I don't know how the PDF was created, but there seems to be something wrong with the way the individual characters are being rendered/interpreted from the original PDF (which is in Spanish) to what I'm seeing after importing. I thought it might be because the PDF I have is in Spanish, but this scrambling effect also applies to the test_original.pdf, which is in English. This scrambling effect does *not* apply to the test_blank.pdf though.

I'm still getting the the same PHP Notices in my error logs.

Is there another setting that can be added to the config.inc.php file or added elsewhere that deals with how text is interpreted upon importing? Is there something that I would need to reinstall? Does the way that the PDFs are being read influence whether or not the banding XML will work? When I try to band a form, after a split second I'm left with a blank screen on all three PDFs I've tried (test_original, test_blank, and the one I've been given).

Thank you again,
Rasinio

Adam Zammit (adamzammit) said : #3

Hi again Rasinio,

The text rendering of the PDF shouldn't affect the banding or the processing of forms. It is probably an issue with fonts or locale settings in ghostscript. If you want me to look at it further - please send me an example PDF directly and I will havea a look.

The notices are safe to ignore.

I am not sure what the issue is with the banding - it is possible that it is due to the newer version of PHP being used - I have only tested up to PHP 7.1

Adam

Rasinio (rgraves8410) said : #4

Hey Adam,

The attached is the PDF that was given to me. The attached screenshot is
what I'm seeing after importing.

Rasinio

On Sun, Dec 2, 2018 at 7:22 PM Adam Zammit <
<email address hidden>> wrote:

> Your question #676402 on queXF changed:
> https://answers.launchpad.net/quexf/+question/676402
>
> Status: Open => Needs information
>
> Adam Zammit requested more information:
> Hi again Rasinio,
>
> The text rendering of the PDF shouldn't affect the banding or the
> processing of forms. It is probably an issue with fonts or locale
> settings in ghostscript. If you want me to look at it further - please
> send me an example PDF directly and I will havea a look.
>
> The notices are safe to ignore.
>
> I am not sure what the issue is with the banding - it is possible that
> it is due to the newer version of PHP being used - I have only tested up
> to PHP 7.1
>
> Adam
>
> --
> To answer this request for more information, you can either reply to
> this email or enter your reply at the following page:
> https://answers.launchpad.net/quexf/+question/676402
>
> You received this question notification because you asked the question.
>

Rasinio (rgraves8410) said : #5

Just realized I didn't send the banding file with it.

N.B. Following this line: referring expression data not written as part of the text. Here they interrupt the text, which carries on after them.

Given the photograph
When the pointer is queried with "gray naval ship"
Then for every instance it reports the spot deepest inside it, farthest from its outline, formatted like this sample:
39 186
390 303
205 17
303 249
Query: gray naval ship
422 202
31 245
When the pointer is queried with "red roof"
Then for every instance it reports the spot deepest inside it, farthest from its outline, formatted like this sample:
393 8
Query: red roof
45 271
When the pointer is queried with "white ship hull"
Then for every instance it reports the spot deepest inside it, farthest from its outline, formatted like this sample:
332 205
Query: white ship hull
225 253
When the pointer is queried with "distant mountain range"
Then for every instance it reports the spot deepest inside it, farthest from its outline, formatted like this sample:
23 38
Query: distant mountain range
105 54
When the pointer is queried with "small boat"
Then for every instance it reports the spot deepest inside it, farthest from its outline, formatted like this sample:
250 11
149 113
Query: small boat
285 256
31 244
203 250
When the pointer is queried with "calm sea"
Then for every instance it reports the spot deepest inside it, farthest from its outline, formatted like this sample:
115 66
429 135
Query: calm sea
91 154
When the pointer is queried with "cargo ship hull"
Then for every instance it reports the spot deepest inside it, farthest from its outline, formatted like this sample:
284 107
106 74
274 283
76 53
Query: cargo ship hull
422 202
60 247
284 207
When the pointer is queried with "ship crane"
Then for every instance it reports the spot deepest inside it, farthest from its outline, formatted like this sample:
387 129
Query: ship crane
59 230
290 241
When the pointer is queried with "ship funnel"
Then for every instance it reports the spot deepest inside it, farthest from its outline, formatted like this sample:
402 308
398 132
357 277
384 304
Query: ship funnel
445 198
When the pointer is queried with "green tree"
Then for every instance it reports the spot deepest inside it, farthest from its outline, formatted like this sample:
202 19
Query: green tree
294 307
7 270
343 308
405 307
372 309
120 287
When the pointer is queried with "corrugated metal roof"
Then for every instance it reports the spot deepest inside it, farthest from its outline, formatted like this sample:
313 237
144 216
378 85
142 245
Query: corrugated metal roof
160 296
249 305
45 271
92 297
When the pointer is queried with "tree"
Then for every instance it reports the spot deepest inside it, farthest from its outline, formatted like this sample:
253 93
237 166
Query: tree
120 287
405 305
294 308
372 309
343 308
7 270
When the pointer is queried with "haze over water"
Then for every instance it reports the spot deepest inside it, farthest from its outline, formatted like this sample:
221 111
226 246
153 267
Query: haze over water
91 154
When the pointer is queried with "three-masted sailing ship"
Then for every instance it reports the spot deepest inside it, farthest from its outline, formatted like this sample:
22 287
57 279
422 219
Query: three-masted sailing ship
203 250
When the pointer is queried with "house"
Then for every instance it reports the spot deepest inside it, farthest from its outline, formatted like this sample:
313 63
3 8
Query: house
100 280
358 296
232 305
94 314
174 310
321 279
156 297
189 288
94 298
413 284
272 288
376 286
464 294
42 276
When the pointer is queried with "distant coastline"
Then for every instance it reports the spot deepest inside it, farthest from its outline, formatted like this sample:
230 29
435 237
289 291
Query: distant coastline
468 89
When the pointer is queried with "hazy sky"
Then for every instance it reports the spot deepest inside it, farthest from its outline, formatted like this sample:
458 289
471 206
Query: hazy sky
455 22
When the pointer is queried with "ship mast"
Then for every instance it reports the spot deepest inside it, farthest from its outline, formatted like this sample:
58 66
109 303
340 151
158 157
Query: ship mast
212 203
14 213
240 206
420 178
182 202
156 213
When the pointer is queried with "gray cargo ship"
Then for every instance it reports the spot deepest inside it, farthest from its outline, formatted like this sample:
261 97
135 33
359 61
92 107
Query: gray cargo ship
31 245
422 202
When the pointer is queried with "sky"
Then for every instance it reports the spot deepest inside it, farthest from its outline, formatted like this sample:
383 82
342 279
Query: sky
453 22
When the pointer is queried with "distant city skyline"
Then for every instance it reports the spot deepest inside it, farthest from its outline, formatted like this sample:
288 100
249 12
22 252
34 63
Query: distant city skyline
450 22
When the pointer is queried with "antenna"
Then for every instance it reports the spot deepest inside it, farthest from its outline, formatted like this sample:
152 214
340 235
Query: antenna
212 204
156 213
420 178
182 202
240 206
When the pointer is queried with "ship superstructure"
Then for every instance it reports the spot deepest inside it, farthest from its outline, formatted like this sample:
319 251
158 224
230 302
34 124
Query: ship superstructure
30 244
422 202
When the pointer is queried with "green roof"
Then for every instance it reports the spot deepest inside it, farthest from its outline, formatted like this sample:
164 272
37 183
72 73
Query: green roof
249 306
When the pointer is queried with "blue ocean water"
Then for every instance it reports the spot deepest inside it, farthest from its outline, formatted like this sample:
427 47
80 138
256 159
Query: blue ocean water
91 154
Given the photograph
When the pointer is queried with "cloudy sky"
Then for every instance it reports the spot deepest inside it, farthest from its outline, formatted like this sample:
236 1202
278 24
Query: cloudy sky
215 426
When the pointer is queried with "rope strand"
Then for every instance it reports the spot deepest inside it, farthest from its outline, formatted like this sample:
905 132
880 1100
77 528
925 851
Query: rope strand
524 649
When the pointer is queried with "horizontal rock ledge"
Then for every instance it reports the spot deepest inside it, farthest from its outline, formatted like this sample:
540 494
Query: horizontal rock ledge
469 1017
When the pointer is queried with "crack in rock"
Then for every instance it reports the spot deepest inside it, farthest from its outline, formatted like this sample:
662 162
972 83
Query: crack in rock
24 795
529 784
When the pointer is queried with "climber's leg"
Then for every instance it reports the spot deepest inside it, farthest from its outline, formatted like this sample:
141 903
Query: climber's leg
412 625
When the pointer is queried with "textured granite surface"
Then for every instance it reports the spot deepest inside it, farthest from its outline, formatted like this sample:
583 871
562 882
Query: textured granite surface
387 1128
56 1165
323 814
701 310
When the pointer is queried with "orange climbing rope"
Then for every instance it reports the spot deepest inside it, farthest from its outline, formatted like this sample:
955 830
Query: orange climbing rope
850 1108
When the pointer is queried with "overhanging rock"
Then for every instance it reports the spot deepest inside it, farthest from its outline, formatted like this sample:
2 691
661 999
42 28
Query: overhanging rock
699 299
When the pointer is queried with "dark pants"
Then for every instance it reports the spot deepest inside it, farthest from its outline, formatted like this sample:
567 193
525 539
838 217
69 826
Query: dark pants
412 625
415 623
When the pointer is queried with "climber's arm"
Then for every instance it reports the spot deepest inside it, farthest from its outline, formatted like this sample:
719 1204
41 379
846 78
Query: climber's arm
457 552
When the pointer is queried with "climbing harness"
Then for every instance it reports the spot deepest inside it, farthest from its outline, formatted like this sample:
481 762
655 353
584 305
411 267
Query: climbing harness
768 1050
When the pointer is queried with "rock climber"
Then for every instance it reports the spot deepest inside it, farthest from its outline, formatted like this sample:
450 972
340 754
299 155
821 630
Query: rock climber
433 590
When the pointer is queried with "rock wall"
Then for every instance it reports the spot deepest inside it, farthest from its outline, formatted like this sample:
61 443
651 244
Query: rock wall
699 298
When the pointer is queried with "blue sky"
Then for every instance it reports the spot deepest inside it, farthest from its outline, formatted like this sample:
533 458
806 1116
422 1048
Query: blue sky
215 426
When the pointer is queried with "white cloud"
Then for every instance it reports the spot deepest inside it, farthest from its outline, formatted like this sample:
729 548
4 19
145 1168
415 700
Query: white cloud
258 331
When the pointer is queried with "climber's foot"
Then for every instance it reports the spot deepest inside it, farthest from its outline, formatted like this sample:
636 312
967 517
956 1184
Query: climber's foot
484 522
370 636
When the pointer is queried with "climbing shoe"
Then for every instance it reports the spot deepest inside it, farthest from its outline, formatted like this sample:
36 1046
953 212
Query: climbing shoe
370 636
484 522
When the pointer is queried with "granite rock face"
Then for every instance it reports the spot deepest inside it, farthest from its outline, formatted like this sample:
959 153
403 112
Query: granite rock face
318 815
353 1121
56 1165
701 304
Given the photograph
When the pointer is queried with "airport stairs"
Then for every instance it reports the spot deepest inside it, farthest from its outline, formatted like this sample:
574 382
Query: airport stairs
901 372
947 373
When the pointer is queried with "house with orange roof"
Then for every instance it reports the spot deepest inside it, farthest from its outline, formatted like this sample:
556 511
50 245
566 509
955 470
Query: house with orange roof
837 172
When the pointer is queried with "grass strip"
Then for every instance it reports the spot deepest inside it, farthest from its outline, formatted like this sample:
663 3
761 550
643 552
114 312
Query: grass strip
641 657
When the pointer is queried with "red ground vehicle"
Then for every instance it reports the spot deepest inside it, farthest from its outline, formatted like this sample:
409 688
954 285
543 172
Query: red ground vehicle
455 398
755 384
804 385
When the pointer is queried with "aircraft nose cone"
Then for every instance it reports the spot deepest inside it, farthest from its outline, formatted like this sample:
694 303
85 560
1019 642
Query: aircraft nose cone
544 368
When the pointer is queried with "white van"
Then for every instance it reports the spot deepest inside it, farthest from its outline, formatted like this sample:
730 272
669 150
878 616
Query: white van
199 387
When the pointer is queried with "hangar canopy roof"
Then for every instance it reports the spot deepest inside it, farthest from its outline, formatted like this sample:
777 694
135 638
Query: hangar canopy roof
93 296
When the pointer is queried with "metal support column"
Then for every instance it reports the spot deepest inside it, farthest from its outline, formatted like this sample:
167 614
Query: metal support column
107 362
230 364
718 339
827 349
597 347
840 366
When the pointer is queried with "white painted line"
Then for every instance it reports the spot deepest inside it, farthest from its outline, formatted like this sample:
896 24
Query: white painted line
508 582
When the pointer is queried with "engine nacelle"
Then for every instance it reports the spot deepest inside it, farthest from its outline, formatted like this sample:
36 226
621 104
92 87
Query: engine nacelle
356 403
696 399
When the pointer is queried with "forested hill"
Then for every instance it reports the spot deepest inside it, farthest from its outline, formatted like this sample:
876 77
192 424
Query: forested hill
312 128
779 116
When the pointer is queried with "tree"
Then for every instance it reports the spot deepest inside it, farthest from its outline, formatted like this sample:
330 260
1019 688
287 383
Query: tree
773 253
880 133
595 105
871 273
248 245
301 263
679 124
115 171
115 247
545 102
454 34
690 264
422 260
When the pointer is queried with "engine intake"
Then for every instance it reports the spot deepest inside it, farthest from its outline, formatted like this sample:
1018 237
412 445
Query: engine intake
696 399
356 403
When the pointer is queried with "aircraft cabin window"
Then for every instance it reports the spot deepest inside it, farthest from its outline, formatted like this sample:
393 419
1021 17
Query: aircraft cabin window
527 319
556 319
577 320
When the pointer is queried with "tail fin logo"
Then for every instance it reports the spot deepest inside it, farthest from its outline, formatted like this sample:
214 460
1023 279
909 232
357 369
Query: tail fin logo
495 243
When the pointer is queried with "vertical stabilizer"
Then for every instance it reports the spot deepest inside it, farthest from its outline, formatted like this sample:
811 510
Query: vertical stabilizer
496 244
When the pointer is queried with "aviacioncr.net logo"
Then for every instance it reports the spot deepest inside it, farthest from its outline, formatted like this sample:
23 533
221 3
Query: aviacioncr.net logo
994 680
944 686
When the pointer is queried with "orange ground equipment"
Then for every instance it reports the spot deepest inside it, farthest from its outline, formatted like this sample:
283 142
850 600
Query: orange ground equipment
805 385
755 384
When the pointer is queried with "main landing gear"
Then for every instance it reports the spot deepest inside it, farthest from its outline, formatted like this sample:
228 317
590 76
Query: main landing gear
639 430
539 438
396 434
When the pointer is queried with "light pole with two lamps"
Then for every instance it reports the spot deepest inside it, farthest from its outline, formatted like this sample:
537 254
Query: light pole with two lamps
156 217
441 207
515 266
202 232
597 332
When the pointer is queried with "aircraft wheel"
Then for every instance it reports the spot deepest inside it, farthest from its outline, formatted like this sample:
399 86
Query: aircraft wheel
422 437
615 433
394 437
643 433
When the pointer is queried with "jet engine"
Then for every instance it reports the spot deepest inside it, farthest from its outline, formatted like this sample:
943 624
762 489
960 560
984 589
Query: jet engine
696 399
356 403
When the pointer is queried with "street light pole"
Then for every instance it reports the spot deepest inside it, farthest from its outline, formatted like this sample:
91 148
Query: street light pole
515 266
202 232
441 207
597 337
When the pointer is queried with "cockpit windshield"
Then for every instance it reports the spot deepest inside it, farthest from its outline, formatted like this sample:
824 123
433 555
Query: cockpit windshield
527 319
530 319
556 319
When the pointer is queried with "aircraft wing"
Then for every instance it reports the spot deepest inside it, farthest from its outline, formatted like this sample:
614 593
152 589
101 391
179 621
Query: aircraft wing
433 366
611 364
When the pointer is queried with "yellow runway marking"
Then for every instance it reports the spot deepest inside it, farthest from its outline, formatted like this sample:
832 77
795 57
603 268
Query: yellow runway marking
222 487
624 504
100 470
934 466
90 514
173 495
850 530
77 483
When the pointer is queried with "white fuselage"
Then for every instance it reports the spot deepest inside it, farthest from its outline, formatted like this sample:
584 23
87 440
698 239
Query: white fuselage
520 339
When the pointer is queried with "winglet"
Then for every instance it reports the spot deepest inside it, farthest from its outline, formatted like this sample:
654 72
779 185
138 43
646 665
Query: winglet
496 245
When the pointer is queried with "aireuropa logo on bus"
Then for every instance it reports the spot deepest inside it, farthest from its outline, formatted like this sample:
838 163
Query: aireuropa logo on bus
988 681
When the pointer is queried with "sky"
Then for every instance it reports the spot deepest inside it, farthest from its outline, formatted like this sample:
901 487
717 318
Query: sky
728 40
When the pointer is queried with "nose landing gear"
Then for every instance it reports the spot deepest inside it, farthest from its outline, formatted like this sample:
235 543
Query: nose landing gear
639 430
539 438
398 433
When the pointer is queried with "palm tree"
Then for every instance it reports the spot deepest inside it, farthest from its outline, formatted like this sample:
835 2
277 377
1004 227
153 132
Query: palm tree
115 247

On Sun, Dec 2, 2018 at 7:22 PM Adam Zammit <
<email address hidden>> wrote:

> Your question #676402 on queXF changed:
> https://answers.launchpad.net/quexf/+question/676402
>
> Status: Open => Needs information
>
> Adam Zammit requested more information:
> Hi again Rasinio,
>
> The text rendering of the PDF shouldn't affect the banding or the
> processing of forms. It is probably an issue with fonts or locale
> settings in ghostscript. If you want me to look at it further - please
> send me an example PDF directly and I will havea a look.
>
> The notices are safe to ignore.
>
> I am not sure what the issue is with the banding - it is possible that
> it is due to the newer version of PHP being used - I have only tested up
> to PHP 7.1
>
> Adam
>
> --
> To answer this request for more information, you can either reply to
> this email or enter your reply at the following page:
> https://answers.launchpad.net/quexf/+question/676402
>
> You received this question notification because you asked the question.
>

Adam Zammit (adamzammit) said : #6

The attachments didn't come through. Can you please send them directly to my email: <email address hidden>

Rasinio (rgraves8410) said : #7

Answers via email not shown here.

Downloading gsfonts fixed the issue with the illegible text.
Downloading php-xml fixed the issue with the banding file not banding when uploaded with the PDF.